NASA analyzes rainfall in Tropical Cyclone Joalane
NASA and the Japan Aerospace Exploration Agency's GPM satellite provided scientists with a look "under the hood" of Tropical Cyclone Joalane's clouds at the rate in which rain was falling throughout the storm.
The Global Precipitation Measurement or GPM core observatory satellite flew over intensifying cyclone Joalane in the South Indian Ocean on April 6, 2015 at 0406 UTC (12:06 a.m. EDT). GPM's Microwave Imager (GMI) found that intense convective thunderstorms within Joalane were dropping rain at a rate of over 63 mm (2.5 inches) per hour.

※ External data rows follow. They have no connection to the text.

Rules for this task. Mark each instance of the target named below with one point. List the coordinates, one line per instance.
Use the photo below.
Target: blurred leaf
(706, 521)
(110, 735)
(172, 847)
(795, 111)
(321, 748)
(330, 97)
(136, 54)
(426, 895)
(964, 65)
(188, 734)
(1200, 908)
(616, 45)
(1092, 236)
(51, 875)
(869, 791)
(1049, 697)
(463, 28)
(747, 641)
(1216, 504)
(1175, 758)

Cyclone Joalane was located northeast of Mauritius at the time of that GPM pass. At NASA's Goddard Space Flight Center in Greenbelt, Maryland a 3-D view of Joalane's vertical precipitation structure was constructed using GPM's Radar (Ku Band) data. This cross section showed that several towering thunderstorms near Joalane's center were reaching heights of over 15 km (9.3 miles). A few storm tops in a strong rain band south of Joalane's center were found reaching even higher to altitudes of 17.4 km (10.8 miles).

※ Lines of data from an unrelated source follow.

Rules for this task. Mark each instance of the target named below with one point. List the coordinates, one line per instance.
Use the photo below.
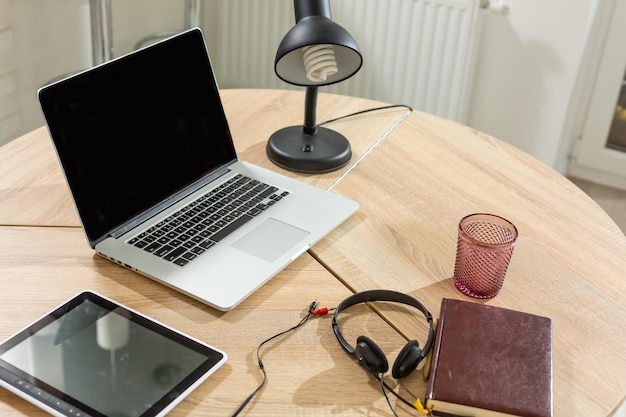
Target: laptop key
(175, 254)
(240, 221)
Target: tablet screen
(92, 356)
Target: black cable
(384, 385)
(392, 106)
(382, 388)
(260, 362)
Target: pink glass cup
(484, 248)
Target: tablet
(94, 357)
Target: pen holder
(484, 249)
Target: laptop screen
(134, 131)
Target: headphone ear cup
(370, 356)
(407, 360)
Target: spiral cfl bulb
(319, 62)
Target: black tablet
(94, 357)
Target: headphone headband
(381, 295)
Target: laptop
(147, 152)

Two days later, on April 8 at 09:35 UTC (5:35 a.m. EDT) the MODIS instrument that flies aboard NASA's Aqua satellite captured a visible light image of Tropical Cyclone Joalane that showed the storm maintained an eye that it developed the previous day. Bands of thunderstorms wrapped into the center of circulation. The largest, thickest band of thunderstorms appeared on the eastern side of the center.

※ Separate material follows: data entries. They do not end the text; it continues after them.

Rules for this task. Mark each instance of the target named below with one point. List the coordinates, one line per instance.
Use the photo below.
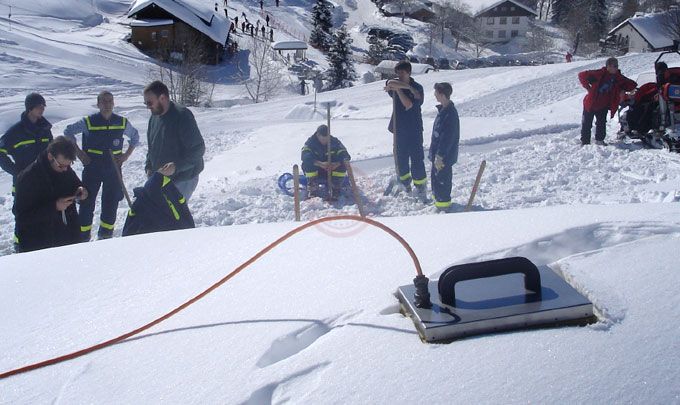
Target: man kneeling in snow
(316, 165)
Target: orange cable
(226, 278)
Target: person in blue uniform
(315, 162)
(444, 146)
(407, 95)
(24, 141)
(102, 139)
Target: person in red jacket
(604, 88)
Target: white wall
(494, 28)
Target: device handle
(492, 268)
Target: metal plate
(495, 304)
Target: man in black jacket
(45, 192)
(175, 144)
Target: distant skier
(604, 88)
(315, 162)
(444, 146)
(407, 97)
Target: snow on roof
(651, 28)
(518, 4)
(150, 23)
(201, 15)
(289, 45)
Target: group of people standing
(46, 188)
(406, 124)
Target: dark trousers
(587, 124)
(411, 160)
(100, 173)
(441, 185)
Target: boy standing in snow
(315, 161)
(407, 97)
(604, 88)
(444, 146)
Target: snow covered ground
(315, 320)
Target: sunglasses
(61, 165)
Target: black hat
(322, 130)
(34, 100)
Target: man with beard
(175, 144)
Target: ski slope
(315, 320)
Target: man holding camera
(46, 190)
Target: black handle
(492, 268)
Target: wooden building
(177, 30)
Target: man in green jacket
(175, 144)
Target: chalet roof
(200, 15)
(651, 29)
(150, 23)
(387, 67)
(498, 3)
(289, 45)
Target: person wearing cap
(315, 162)
(444, 146)
(44, 210)
(407, 96)
(102, 156)
(23, 141)
(604, 87)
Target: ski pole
(476, 186)
(329, 174)
(120, 178)
(296, 191)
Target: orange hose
(226, 278)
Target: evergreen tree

At 1500 UTC (11 a.m. EDT) on April 8, 2015, Tropical Cyclone Joalane's maximum sustained winds were near 90 knots (103.5 mph/166.7 kph). It was centered near 15.6 south and 64.9 east, about 624 nautical miles (718.1 miles/1,156 km) east-northeast of St. Denis. Joalane is moving to the southeast at 9 knots (10.3 mph/16.6 kph). At that time, there were no tropical cyclone warnings in effect for Rodrigues Island.
Tropical Cyclone Joalane has intensified and the Joint Typhoon Warning Center forecast a southeastern track through the Southern Indian Ocean. Joalane is expected to weaken to a tropical storm by April 13.